FantasticNature7590@reddit (OP)
You speak about Vision Tasks only as I never tested text there ?
starshade16@reddit
Actually my testing is very thorough of its toolsets. Vision for my reolink cameras, voice for my home assistant, coding for OpenCode, and general agent.
Shingikai@reddit
Qwen leans on Asian content, Gemma leans on European/Western content, and that's enough to flip the "which model wins" question on its head. The benchmark is averaging over a distribution that matches neither what you're testing nor what most users care about. Training data isn't gamed, it's just weighted differently than the eval set. Result looks like benchmaxing from one direction.
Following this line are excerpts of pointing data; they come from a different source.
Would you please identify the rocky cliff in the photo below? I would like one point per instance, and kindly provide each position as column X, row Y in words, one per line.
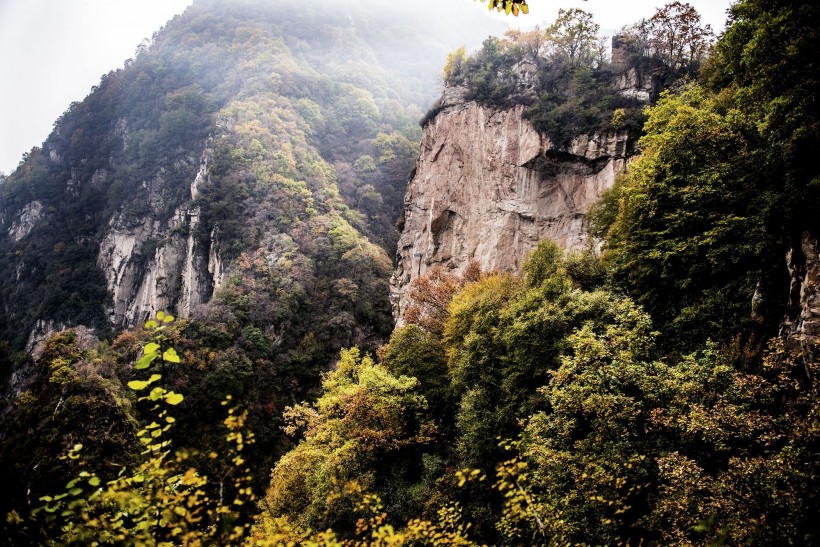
column 802, row 324
column 488, row 187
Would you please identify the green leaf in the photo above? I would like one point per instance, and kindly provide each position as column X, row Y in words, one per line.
column 173, row 398
column 137, row 385
column 145, row 361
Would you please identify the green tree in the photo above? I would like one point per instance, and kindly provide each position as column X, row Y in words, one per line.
column 689, row 241
column 364, row 428
column 574, row 38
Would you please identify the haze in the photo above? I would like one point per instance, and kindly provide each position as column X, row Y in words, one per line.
column 52, row 53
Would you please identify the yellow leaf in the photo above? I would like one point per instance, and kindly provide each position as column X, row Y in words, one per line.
column 137, row 385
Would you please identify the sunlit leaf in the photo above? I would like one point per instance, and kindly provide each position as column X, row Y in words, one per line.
column 137, row 385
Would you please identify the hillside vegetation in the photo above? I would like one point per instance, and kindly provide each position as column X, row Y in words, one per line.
column 654, row 389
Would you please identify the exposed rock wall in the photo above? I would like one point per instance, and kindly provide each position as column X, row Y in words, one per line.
column 152, row 266
column 803, row 327
column 488, row 187
column 25, row 221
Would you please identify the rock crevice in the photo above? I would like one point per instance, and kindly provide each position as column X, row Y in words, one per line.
column 488, row 187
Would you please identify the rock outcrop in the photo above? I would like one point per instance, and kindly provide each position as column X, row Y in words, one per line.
column 802, row 326
column 25, row 221
column 488, row 187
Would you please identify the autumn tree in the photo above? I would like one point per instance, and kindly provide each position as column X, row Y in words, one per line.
column 574, row 38
column 430, row 296
column 677, row 36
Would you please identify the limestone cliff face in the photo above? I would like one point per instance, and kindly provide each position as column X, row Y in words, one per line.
column 488, row 187
column 802, row 326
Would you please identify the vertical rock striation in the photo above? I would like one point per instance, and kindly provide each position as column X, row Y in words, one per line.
column 152, row 266
column 488, row 187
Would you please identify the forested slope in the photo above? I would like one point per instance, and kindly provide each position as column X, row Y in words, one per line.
column 657, row 388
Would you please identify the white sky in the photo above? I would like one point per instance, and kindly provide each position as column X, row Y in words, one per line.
column 53, row 51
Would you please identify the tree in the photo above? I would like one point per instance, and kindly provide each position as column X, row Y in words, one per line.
column 509, row 6
column 574, row 38
column 689, row 241
column 366, row 420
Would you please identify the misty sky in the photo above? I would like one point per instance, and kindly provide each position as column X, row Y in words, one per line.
column 53, row 51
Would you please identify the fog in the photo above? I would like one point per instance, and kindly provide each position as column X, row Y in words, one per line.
column 54, row 52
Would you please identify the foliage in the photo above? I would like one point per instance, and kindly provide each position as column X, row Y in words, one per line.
column 690, row 237
column 365, row 418
column 508, row 6
column 572, row 90
column 162, row 500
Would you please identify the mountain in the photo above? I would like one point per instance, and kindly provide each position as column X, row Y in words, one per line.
column 606, row 287
column 135, row 202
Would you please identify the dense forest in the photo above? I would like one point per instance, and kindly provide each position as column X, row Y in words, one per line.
column 658, row 387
Once you see that, "which model is better" stops being a useful question. Better at what, on what content? Your side-by-side is doing the diagnostic version: not picking a winner, using the disagreement to reveal where each model's training is thin. When Qwen and Gemma disagree on a meme or a GeoGuessr spot, that disagreement is information about the content, not a tiebreaker.
Probably saves a lot of trial-and-error to route by content type instead of trying to crown one model. The Western/Eastern split alone is enough.
Limp_Classroom_2645@reddit
Gemma doesn't win anything, enough with effort posting, google
NoFaithlessness951@reddit
A lot of words for saying Gemma is better at vision
BigPoppaK78@reddit
Isn't that the point? If he just said Gemma is better, then people would be asking for proof or under what circumstances. Personally, I prefer the thoroughness if I'm going to consider whether or not to trust an opinion/outcome.
FantasticNature7590@reddit (OP)
I think most people set it up wrongly and just get the wrong impressions.
baksalyar@reddit
I have a question that's been torturing me: why the heck is a small consumer-grade model like Qwen 3.6 27B so expensive? At a minimum of $2/M for output from any provider on OpenRouter, it's almost twice as much as MiniMax 2.7, which has much greater intelligence and is much more expensive to run.